Surgical Instrumentation

 

Intra-oral access is possible with a Mushin dental prop but this can be distracting at crucial moments. A self-retaining gag such as a Featherstone is better, but for ultimate ease one should use a cleft palate gag such as the Kilner modification of the Dott or the Dingman, which also provides simultaneous retraction.

 

The choice of needles is crucial, and include the 5/8 25 mm (Denys Browne), a 16 mm slim blade needle or the small J shaped compound curved needle mounted with 4/0 or 5/0 Vicryl Rapide (Ethicon). Children do not like suture removal. Small needles demand a fine-tipped ratchet needle holder, e.g. Stille Converse, and very fine dissecting forceps, e.g. Adsons. Subperiosteal flap dissection within a cleft also requires a small sharp periosteal elevator such as the McDonald, Friers pattern or even a Mitchell’s trimmer.


   

Table 11.1 Pathway of care

 

Early stages of treatment

 

Aims:

 
  1. Reconstruction of the oral sphincter and restoration of an acceptable appearance.
  2. Reconstruction of the soft palate to allow speech development.
  3. Avoid unnecessary surgery and enable optimal facial growth.
  4. Normal psychosocial development.

Means:

 
  1. Lip repair within first 6 months.
  2. Soft palate repair at one year of age.
  3. Speech therapy.
  4. Secondary hard palate surgery should be delayed as long as possible. Usually until 12 months.

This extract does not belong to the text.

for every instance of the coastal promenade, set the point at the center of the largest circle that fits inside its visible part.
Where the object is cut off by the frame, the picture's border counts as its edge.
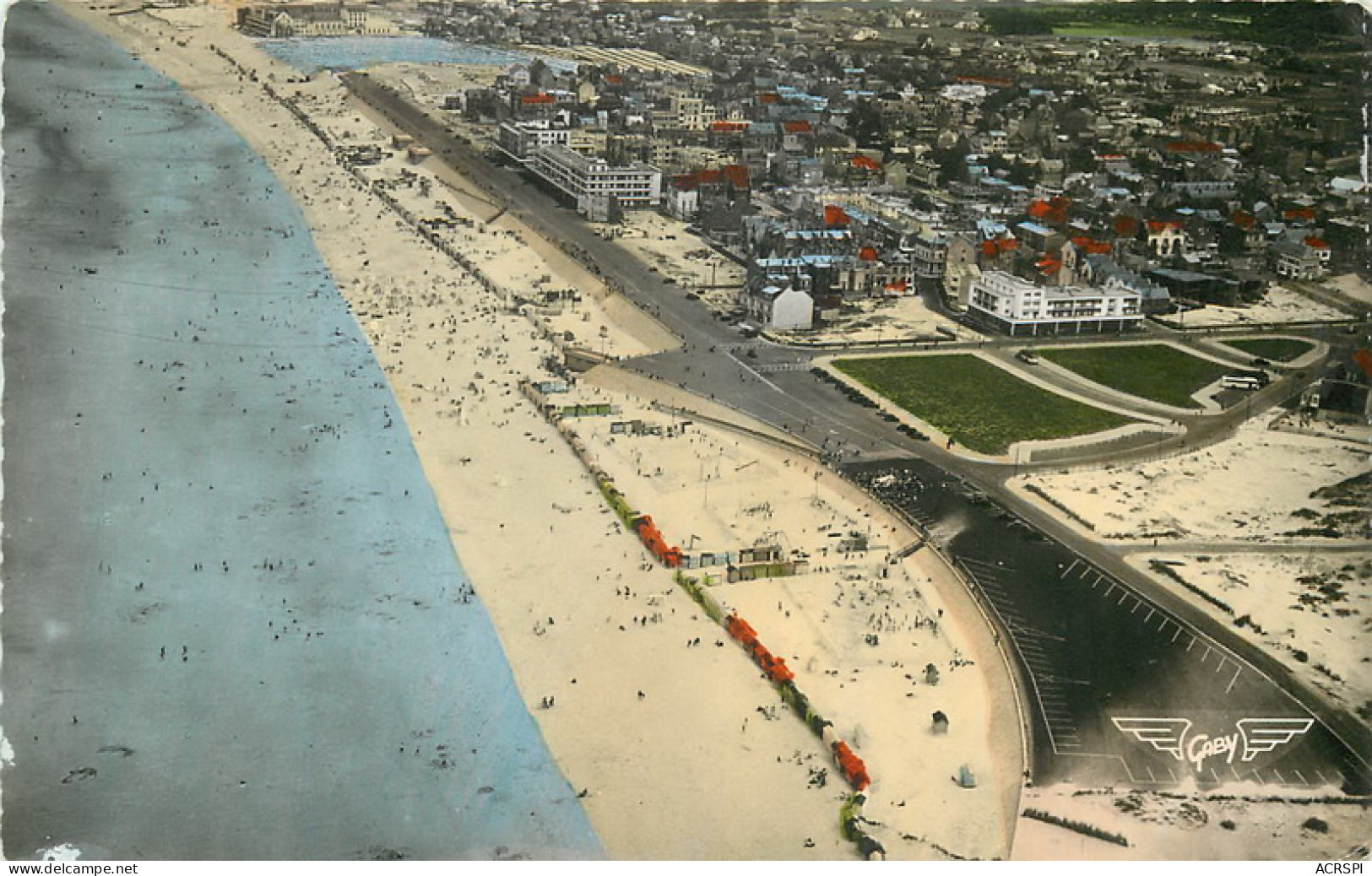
(772, 384)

Treatment in the mixed dentition

 

Aims:

 
  1. Orthodontic alignment of the developing dentition.
  2. Reconstruction of the alveolar cleft and dental arch form.
  3. Oronasal fistula closure.
  4. Restore normal symmetrical maxillary bony contour.
  5. Stabilisation of the dentoalveolar segments.
  6. Maintenance of a healthy adult dentition.

Means:

 
  1. Orthodontics essential for surgery.
  2. Alveolar reconstruction with bone grafting.
  3. Segmental alveolar distraction osteogenesis where appropriate.
  4. Fistula closure.
  5. Preventative and restorative dental care.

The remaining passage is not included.